"Raise your quality standards as high as you can live with, avoid wasting your time on routine problems, and always try to work as closely as possible at the boundary of your abilities. Do this, because it is the only way of discovering how that boundary should be moved forward."
"Never tackle a problem of which you can be pretty sure that (now or in the near future) it will be tackled by others who are, in relation to that problem, at least as competent and well-equipped as you."
Before embarking on an ambitious project, try to kill it.
Avoid involvement in projects so vague that their failure could remain invisible: such involvement tends to corrupt one's scientific integrity.
Striving for perfection is ultimately the only justification for the academic enterprise; if you don't feel comfortable with this goal --e.g. because you think it too presumptuous--, stay out!
"Knowledge and productivity are like compound interest." Given two people of approximately the same ability and one person who works ten percent more than the other, the latter will more than twice out-produce the former.

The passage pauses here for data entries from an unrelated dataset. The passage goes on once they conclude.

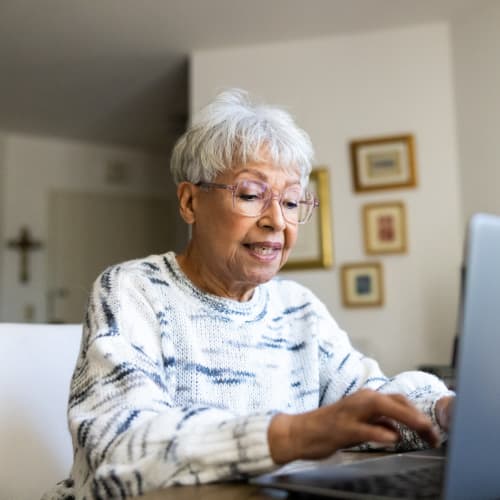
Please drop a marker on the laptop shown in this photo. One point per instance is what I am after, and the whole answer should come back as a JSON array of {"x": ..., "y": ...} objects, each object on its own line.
[{"x": 469, "y": 467}]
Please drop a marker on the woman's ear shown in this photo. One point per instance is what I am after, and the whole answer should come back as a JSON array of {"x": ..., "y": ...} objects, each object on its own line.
[{"x": 186, "y": 194}]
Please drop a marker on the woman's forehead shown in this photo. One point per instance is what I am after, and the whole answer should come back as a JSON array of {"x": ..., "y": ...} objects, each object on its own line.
[{"x": 267, "y": 172}]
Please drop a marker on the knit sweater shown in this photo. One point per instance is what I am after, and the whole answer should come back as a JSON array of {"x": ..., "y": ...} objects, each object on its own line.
[{"x": 176, "y": 386}]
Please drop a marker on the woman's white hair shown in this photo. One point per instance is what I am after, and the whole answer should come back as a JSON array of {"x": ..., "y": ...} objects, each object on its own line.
[{"x": 233, "y": 131}]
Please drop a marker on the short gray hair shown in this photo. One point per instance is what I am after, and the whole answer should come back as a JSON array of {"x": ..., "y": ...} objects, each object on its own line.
[{"x": 233, "y": 131}]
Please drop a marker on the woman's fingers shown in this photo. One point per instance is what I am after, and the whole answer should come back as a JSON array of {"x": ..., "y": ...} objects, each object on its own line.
[{"x": 364, "y": 416}]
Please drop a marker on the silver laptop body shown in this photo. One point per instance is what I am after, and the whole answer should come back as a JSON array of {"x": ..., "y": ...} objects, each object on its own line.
[{"x": 472, "y": 468}]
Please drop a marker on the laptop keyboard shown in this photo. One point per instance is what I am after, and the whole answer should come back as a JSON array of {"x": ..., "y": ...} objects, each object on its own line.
[{"x": 424, "y": 482}]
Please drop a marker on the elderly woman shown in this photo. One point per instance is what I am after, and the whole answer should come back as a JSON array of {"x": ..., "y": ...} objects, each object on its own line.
[{"x": 200, "y": 366}]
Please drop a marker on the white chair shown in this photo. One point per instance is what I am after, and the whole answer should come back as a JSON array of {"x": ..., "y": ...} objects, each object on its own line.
[{"x": 36, "y": 364}]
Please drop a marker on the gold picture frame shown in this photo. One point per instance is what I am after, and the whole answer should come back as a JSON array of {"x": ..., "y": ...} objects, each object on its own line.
[
  {"x": 383, "y": 163},
  {"x": 314, "y": 243},
  {"x": 362, "y": 284},
  {"x": 384, "y": 227}
]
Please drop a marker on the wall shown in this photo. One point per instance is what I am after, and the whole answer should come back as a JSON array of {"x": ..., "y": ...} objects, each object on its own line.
[
  {"x": 476, "y": 44},
  {"x": 32, "y": 167},
  {"x": 363, "y": 85},
  {"x": 2, "y": 162}
]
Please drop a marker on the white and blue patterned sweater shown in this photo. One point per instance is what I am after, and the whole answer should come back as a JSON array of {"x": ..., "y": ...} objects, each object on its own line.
[{"x": 177, "y": 386}]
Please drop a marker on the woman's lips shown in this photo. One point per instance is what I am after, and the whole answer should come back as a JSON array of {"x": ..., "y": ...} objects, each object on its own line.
[{"x": 264, "y": 250}]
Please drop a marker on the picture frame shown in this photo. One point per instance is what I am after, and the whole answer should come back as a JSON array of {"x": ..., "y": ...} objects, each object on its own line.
[
  {"x": 384, "y": 227},
  {"x": 362, "y": 284},
  {"x": 313, "y": 248},
  {"x": 383, "y": 163}
]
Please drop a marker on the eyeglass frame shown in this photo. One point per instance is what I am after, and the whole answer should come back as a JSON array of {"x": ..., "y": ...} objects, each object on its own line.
[{"x": 234, "y": 187}]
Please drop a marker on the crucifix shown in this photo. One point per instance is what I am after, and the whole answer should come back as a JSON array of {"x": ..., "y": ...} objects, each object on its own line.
[{"x": 24, "y": 244}]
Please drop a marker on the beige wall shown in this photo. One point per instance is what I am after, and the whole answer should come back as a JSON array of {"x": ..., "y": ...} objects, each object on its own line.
[
  {"x": 371, "y": 84},
  {"x": 33, "y": 166}
]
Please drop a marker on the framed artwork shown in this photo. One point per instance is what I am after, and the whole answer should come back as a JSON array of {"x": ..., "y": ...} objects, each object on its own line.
[
  {"x": 383, "y": 163},
  {"x": 314, "y": 243},
  {"x": 384, "y": 227},
  {"x": 362, "y": 284}
]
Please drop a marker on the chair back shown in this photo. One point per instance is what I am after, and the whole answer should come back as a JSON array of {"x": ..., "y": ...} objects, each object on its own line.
[{"x": 36, "y": 364}]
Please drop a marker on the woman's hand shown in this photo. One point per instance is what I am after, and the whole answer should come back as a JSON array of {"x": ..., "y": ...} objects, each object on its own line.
[
  {"x": 364, "y": 416},
  {"x": 444, "y": 409}
]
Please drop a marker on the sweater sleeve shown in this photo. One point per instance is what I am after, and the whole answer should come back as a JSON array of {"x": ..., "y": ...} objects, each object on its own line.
[
  {"x": 129, "y": 436},
  {"x": 345, "y": 370}
]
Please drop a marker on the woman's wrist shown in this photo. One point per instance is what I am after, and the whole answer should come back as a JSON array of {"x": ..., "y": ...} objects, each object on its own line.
[{"x": 280, "y": 438}]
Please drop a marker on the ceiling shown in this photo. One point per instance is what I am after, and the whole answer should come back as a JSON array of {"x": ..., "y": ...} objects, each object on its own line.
[{"x": 115, "y": 71}]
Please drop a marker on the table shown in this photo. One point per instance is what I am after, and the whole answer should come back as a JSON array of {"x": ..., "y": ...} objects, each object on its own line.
[{"x": 243, "y": 491}]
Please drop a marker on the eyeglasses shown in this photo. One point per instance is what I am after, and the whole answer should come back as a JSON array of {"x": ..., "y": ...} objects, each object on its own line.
[{"x": 252, "y": 198}]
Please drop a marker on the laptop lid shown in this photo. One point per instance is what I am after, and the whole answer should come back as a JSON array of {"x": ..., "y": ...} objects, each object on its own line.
[
  {"x": 473, "y": 461},
  {"x": 474, "y": 441}
]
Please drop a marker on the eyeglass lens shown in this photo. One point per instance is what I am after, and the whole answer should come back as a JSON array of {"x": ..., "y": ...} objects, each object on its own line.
[{"x": 252, "y": 198}]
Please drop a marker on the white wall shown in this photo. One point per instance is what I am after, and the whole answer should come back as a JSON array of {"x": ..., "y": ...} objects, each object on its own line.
[
  {"x": 2, "y": 236},
  {"x": 362, "y": 85},
  {"x": 32, "y": 167},
  {"x": 476, "y": 47}
]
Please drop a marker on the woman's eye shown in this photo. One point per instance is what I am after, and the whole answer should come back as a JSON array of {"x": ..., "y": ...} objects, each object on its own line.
[
  {"x": 290, "y": 204},
  {"x": 249, "y": 197}
]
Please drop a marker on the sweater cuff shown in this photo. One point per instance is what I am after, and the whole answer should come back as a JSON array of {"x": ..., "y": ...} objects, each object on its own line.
[{"x": 235, "y": 448}]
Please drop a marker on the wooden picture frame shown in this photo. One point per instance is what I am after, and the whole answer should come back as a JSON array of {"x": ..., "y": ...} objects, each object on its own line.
[
  {"x": 384, "y": 227},
  {"x": 362, "y": 284},
  {"x": 314, "y": 242},
  {"x": 383, "y": 163}
]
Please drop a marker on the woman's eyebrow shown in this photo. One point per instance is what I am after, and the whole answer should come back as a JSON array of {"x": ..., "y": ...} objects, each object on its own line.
[{"x": 262, "y": 176}]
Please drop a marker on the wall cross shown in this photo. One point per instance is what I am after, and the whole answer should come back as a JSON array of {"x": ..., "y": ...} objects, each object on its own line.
[{"x": 24, "y": 244}]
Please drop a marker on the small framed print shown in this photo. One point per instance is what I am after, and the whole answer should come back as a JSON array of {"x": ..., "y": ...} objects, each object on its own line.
[
  {"x": 362, "y": 285},
  {"x": 313, "y": 248},
  {"x": 384, "y": 227},
  {"x": 383, "y": 163}
]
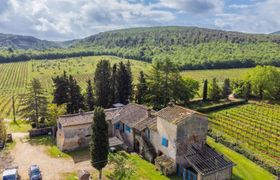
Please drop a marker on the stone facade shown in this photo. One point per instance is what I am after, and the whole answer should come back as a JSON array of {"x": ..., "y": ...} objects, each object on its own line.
[{"x": 176, "y": 135}]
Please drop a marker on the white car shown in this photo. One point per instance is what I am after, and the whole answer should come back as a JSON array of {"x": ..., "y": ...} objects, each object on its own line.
[{"x": 11, "y": 174}]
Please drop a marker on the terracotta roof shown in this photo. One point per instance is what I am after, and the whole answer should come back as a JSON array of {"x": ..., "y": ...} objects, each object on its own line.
[
  {"x": 207, "y": 160},
  {"x": 85, "y": 117},
  {"x": 132, "y": 114},
  {"x": 175, "y": 114},
  {"x": 147, "y": 122}
]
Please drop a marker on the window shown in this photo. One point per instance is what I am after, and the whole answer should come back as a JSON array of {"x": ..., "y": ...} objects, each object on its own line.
[
  {"x": 127, "y": 129},
  {"x": 164, "y": 142}
]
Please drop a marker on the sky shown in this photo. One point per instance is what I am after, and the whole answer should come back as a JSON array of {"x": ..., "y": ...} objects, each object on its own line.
[{"x": 72, "y": 19}]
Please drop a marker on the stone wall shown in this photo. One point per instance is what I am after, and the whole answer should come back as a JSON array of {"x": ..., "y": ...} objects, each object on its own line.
[
  {"x": 167, "y": 130},
  {"x": 192, "y": 130}
]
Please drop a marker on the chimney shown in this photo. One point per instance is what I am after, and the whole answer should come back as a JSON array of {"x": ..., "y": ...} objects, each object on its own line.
[
  {"x": 171, "y": 103},
  {"x": 81, "y": 112},
  {"x": 149, "y": 112}
]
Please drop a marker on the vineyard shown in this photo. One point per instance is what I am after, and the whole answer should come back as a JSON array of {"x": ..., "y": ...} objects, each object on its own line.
[
  {"x": 14, "y": 77},
  {"x": 254, "y": 126}
]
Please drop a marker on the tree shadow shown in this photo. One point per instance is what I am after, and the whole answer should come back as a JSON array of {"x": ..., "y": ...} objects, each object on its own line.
[{"x": 79, "y": 155}]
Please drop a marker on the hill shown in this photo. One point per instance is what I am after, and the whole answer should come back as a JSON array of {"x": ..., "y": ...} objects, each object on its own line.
[
  {"x": 190, "y": 47},
  {"x": 25, "y": 42}
]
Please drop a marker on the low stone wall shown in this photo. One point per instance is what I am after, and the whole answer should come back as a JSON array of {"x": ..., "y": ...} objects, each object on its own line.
[{"x": 41, "y": 131}]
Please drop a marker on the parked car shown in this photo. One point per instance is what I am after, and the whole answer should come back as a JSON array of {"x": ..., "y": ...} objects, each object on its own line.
[
  {"x": 9, "y": 138},
  {"x": 34, "y": 173},
  {"x": 2, "y": 144},
  {"x": 11, "y": 174}
]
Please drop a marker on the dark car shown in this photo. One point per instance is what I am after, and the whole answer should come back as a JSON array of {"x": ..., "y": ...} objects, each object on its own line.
[
  {"x": 34, "y": 173},
  {"x": 11, "y": 174}
]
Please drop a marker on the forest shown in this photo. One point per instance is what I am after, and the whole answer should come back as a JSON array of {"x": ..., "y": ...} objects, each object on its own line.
[{"x": 190, "y": 47}]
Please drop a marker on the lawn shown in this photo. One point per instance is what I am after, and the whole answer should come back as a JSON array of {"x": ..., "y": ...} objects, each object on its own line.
[
  {"x": 144, "y": 169},
  {"x": 244, "y": 169}
]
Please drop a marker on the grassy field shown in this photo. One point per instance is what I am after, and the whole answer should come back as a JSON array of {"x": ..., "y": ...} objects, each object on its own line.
[
  {"x": 255, "y": 127},
  {"x": 14, "y": 77},
  {"x": 244, "y": 169}
]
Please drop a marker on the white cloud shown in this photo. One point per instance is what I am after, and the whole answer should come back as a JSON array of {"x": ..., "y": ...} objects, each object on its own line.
[
  {"x": 195, "y": 6},
  {"x": 67, "y": 19},
  {"x": 261, "y": 17}
]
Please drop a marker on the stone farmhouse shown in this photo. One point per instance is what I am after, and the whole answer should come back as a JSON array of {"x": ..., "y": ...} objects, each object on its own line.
[{"x": 174, "y": 138}]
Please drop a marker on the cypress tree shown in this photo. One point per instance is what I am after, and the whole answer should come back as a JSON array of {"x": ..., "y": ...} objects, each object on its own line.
[
  {"x": 99, "y": 142},
  {"x": 76, "y": 99},
  {"x": 124, "y": 83},
  {"x": 214, "y": 90},
  {"x": 114, "y": 82},
  {"x": 61, "y": 90},
  {"x": 141, "y": 88},
  {"x": 89, "y": 96},
  {"x": 34, "y": 102},
  {"x": 226, "y": 88},
  {"x": 205, "y": 89},
  {"x": 102, "y": 85}
]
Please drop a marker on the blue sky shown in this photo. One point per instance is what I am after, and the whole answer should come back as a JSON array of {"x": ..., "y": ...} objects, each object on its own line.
[{"x": 70, "y": 19}]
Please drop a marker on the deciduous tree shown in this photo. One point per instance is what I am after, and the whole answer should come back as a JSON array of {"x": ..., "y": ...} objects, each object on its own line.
[
  {"x": 99, "y": 142},
  {"x": 102, "y": 83},
  {"x": 89, "y": 97}
]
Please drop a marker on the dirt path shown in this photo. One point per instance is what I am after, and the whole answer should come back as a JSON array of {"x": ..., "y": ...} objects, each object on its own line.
[{"x": 25, "y": 155}]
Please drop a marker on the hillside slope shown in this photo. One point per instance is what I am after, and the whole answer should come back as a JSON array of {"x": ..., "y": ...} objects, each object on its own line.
[
  {"x": 190, "y": 47},
  {"x": 25, "y": 42}
]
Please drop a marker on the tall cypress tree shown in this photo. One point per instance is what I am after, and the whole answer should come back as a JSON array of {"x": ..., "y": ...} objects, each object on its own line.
[
  {"x": 89, "y": 96},
  {"x": 99, "y": 142},
  {"x": 114, "y": 96},
  {"x": 205, "y": 89},
  {"x": 34, "y": 103},
  {"x": 214, "y": 90},
  {"x": 61, "y": 89},
  {"x": 76, "y": 99},
  {"x": 141, "y": 88},
  {"x": 226, "y": 88},
  {"x": 102, "y": 85}
]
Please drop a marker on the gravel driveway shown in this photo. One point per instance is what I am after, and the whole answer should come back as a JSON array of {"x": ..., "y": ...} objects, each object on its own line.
[{"x": 25, "y": 155}]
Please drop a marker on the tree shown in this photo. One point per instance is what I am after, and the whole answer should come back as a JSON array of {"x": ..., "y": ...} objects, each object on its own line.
[
  {"x": 214, "y": 90},
  {"x": 114, "y": 87},
  {"x": 76, "y": 99},
  {"x": 99, "y": 142},
  {"x": 54, "y": 112},
  {"x": 265, "y": 82},
  {"x": 226, "y": 88},
  {"x": 61, "y": 89},
  {"x": 124, "y": 83},
  {"x": 3, "y": 130},
  {"x": 155, "y": 87},
  {"x": 34, "y": 102},
  {"x": 102, "y": 86},
  {"x": 89, "y": 96},
  {"x": 123, "y": 167},
  {"x": 205, "y": 89},
  {"x": 141, "y": 88}
]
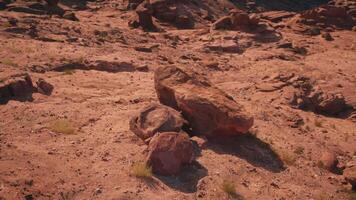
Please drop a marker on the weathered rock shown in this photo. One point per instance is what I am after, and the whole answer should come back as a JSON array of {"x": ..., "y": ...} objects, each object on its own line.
[
  {"x": 164, "y": 10},
  {"x": 208, "y": 110},
  {"x": 70, "y": 16},
  {"x": 227, "y": 46},
  {"x": 239, "y": 19},
  {"x": 169, "y": 151},
  {"x": 222, "y": 23},
  {"x": 52, "y": 2},
  {"x": 16, "y": 86},
  {"x": 276, "y": 16},
  {"x": 312, "y": 98},
  {"x": 132, "y": 4},
  {"x": 44, "y": 87},
  {"x": 350, "y": 173},
  {"x": 156, "y": 118},
  {"x": 329, "y": 161},
  {"x": 327, "y": 36},
  {"x": 144, "y": 12}
]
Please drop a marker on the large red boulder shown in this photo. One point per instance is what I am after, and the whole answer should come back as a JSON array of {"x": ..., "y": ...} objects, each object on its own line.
[
  {"x": 169, "y": 151},
  {"x": 18, "y": 86},
  {"x": 209, "y": 110},
  {"x": 350, "y": 173},
  {"x": 156, "y": 118}
]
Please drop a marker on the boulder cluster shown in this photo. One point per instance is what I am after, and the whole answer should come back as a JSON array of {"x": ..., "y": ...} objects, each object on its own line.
[
  {"x": 190, "y": 104},
  {"x": 50, "y": 7},
  {"x": 336, "y": 14},
  {"x": 20, "y": 87},
  {"x": 167, "y": 11},
  {"x": 241, "y": 20}
]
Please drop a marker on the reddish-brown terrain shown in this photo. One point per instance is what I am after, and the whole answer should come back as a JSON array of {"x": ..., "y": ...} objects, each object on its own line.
[{"x": 290, "y": 64}]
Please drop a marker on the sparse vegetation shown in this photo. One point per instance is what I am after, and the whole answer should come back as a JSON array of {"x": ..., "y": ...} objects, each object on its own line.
[
  {"x": 299, "y": 150},
  {"x": 229, "y": 187},
  {"x": 142, "y": 170},
  {"x": 62, "y": 126}
]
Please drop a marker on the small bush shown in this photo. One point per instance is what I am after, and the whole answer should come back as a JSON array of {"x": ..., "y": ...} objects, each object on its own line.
[
  {"x": 142, "y": 170},
  {"x": 229, "y": 187},
  {"x": 62, "y": 126}
]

The more you know, the more you learn; the more you learn, the more you can do; the more you can do, the more the opportunity it is very much like compound interest. I don't want to give you a rate, but it is a very high rate. Given two people with exactly the same ability, the one person who manages day in and day out to get in one more hour of thinking will be tremendously more productive over a lifetime."
Along those lines at some urging from John Tukey and others, I finally adopted what I called "Great Thoughts Time." When I went to lunch Friday noon, I would only discuss great thoughts after that. By great thoughts I mean ones like, "What will be the role of computers in all of AT&T?", "How will computers change science?".
"I used to have this conversation with the head of HP Labs, saying that if we are not failing in two-thirds of the things we try, then we are not taking enough risks."